3.4.4 The Index File

Storage machines use an important optimization on restart - index files. While it is theoretically possible for a machine to rebuild its in-memory mapping by reading all of its physical volumes, doing so is time-consuming because all data volumes (TB) must be read from disk. Index files allow storage machines to build their memory maps quickly, reducing restart times.

Storage machines maintain an index file for each of their volumes. An index file is a checkpoint of an in-memory data structure used to efficiently locate needles on disk. The layout of an index file is similar to that of a volume file, consisting of a superblock followed by a series of index records corresponding to each pointer in the superblock. These records must appear in the same order as the corresponding needles appear in the volume file. Figure 6 illustrates the layout of the index file, and Table 2 illustrates the different fields in each record.
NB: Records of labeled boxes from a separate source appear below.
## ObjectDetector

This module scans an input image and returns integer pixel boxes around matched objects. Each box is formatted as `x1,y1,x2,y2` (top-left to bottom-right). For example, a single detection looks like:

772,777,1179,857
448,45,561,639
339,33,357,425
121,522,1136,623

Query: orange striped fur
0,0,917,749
Starting over with an index is a little more complicated than just reading the index and initializing the in-memory mapping. This complication arises because index files are updated asynchronously, which means that index files may represent stale checkpoints. When we write a new photo, the store machine "synchronously" appends a pointer to the end of the volume file and "asynchronously" appends a record to the index file. When we delete a photo, the Store machine will set the flag in the photo's pointer synchronously without updating the index file. These design decisions enable write and delete operations to return faster because they avoid additional synchronous disk writes. They also created two side effects that we had to address: needles could exist without corresponding index records, and index records would not reflect deleted photos.

We refer to needles that do not have corresponding index records as orphans. During a restart, the storage machine checks each orphan in order, creates a matching index record, and appends the record to the index file. Note that we can "quickly identify" orphans because the last record in the index file corresponds to the last non-orphan pointer in the volume file. To complete the restart, the store machine now only uses the index file to initialize its memory map.
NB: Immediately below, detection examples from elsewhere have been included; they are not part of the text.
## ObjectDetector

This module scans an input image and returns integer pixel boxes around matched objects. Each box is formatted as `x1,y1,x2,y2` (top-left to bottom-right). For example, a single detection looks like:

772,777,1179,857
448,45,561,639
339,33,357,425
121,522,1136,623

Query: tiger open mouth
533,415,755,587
Since index records do not reflect deleted photos, storage machines can retrieve photos that have actually been deleted. To get around this, after the Store machine has read the entire stitch of a photo, the machine can check for a flag of deletion. If the pointer is marked as deleted, the storage machine updates its in-memory map accordingly and notifies the cache that the object was not found.

3.4.5 Filesystem

We describe HayStack as object storage using a common Unix-like filesystem, but some filesystems are better suited for HayStack than others. In particular, the storage machine should use a file system that does not require much memory to be able to quickly perform random seeks in large files. Currently, every storage machine uses XFS, which is a zone-based file system. For HayStack, XFS has two main advantages.

  • First, the blockmaps of several contiguous large files can be small enough to be stored in main memory.
  • Second, XFS provides efficient file preallocation, reducing fragmentation and controlling the size of block maps.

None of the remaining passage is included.